One of the most frustrating things about studying Economics is that has no conception of entrepreneurship because in a competitive economy all available opportunities for supernormal profit have already been captured (or so say the Economics textbooks). Furthermore, as per classical economic theory, if any firm is generating a rate of return above its cost of capital for an extended period of time, it must be because it has strategic assets or brands or other advantages that its rivals don’t have. The thought that the said firm might have a superior entrepreneur at the helm does not fit into the conception of conventional Economics. And yet, as this article points out, “As economist Joseph Schumpeter argued, entrepreneurs are the lifeblood of the dynamic market economy. They are in the business of creating disequilibrium. They engage in “creative destruction.” The new that they create displaces the old and makes us better off. The market economy without entrepreneurship would be static, barren, and boring.”
Thankfully, one group of Economists disagreed with the consensus and created a new school of thought around a century and a half ago: “So-called Austrian economics, which was founded by scholars at the University of Vienna 150 years ago (hence the name), is an alternative approach to understanding the economy that embraces entrepreneurship and even sees it as the driving force of the market. To “Austrians,” as the followers of this tradition call themselves, the market is best understood as a process that is never in general equilibrium.

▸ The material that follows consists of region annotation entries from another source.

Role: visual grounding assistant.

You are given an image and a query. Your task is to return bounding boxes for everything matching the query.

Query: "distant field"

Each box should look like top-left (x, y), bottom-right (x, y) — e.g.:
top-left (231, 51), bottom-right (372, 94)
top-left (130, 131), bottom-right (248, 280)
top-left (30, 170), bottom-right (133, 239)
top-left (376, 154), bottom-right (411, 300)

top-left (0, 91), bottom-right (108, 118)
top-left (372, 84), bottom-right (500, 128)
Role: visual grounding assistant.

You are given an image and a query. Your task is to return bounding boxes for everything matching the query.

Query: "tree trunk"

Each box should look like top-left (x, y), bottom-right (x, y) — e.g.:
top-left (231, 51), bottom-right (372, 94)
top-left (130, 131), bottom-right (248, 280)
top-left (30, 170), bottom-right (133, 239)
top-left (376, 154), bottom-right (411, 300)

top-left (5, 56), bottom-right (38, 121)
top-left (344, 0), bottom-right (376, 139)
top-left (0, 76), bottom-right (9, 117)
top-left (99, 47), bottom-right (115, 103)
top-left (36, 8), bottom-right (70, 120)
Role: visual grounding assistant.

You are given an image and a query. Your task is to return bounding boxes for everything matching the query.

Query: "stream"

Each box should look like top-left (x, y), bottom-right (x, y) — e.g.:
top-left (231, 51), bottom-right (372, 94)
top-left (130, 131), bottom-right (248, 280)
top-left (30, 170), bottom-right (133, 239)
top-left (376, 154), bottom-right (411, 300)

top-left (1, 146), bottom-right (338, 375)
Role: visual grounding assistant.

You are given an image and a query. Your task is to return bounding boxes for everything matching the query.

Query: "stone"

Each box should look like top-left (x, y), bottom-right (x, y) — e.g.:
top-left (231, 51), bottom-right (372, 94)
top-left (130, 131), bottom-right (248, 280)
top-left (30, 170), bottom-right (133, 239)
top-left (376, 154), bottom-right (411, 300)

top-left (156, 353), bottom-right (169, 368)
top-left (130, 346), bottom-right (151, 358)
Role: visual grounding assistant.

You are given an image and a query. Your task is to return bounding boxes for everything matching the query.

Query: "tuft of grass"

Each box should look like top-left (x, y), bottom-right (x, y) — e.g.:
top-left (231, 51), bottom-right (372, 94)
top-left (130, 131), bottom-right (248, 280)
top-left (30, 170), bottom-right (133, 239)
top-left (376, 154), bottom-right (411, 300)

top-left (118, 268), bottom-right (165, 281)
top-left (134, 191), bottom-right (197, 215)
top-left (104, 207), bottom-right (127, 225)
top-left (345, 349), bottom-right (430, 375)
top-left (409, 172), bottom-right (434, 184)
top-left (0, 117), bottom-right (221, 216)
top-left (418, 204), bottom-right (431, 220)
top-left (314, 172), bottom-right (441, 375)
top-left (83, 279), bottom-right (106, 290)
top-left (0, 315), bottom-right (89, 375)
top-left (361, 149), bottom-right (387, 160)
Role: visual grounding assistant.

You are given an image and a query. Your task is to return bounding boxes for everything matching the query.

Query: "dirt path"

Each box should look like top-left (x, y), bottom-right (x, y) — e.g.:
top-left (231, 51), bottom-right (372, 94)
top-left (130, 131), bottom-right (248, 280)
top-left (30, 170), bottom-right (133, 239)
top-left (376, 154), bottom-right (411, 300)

With entrepreneurship at the core, Austrians only reluctantly use mathematical modeling and statistical analysis….Instead, their focus is on value creation, uncertainty, and how producers constantly adjust and attempt to meet changing consumer preferences.”
For entrepreneurs like us and for the many entrepreneurs who are our clients, there are four useful insights from the Austrian school of economics:
- The consumer is the main focus of the entrepreneur. “Not only is the customer king, but all production aims to ultimately satisfy consumers in some sense by providing them with value. This value is entirely up to the consumer. Entrepreneurs can only provide the means, typically a good or a service, that help consumers become better off. Sometimes this requires educating the customer so that they understand the value of the product. And, typically, the value lies in their complete experience, not just what you sell.”
- The price of the product is not set by the free market (as conventional Economists contends). Instead “With value being in the eyes (and experience) of the consumer, the price they are asked to pay must be (much) lower. The entrepreneur’s job is to figure out at what price their product is attractive, and then choose a cost structure that allows for profit. In other words, the price is a guess based on what value consumers see in the product. The only choice is cost: how to produce at costs below the selling price and, ultimately, whether to produce.”
- The entrepreneur’s central role is to understand tomorrow and take an informed bet on it. “Leading Austrian economist Ludwig von Mises noted in his tome Human Action that “the ultimate source from which entrepreneurial profit and loss are derived is the uncertainty of the future constellation of demand and supply.” What that means is individual entrepreneurs choose costs in the present to produce a product that must be sold in the near or distant future, whatever the market situation might be. That’s the uncertainty borne by the entrepreneur.”
- Monopolies can be good and an entrepreneur should seek to become a “good monopolist” In standard economics models, competition is about offering the same or nearly the same goods competing on price. This is a terrible strategy for entrepreneurs, whose superpower is to facilitate value. Therefore, Austrians think of competition differenlty: It is about figuring out how to provide the best value experience possible. This often involves thinking out of the box and trying something new. Every innovation is by definition a new, unique offering and therefore also a monopoly. What benefits consumers most is entrepreneurs who aim to be good monopolists.”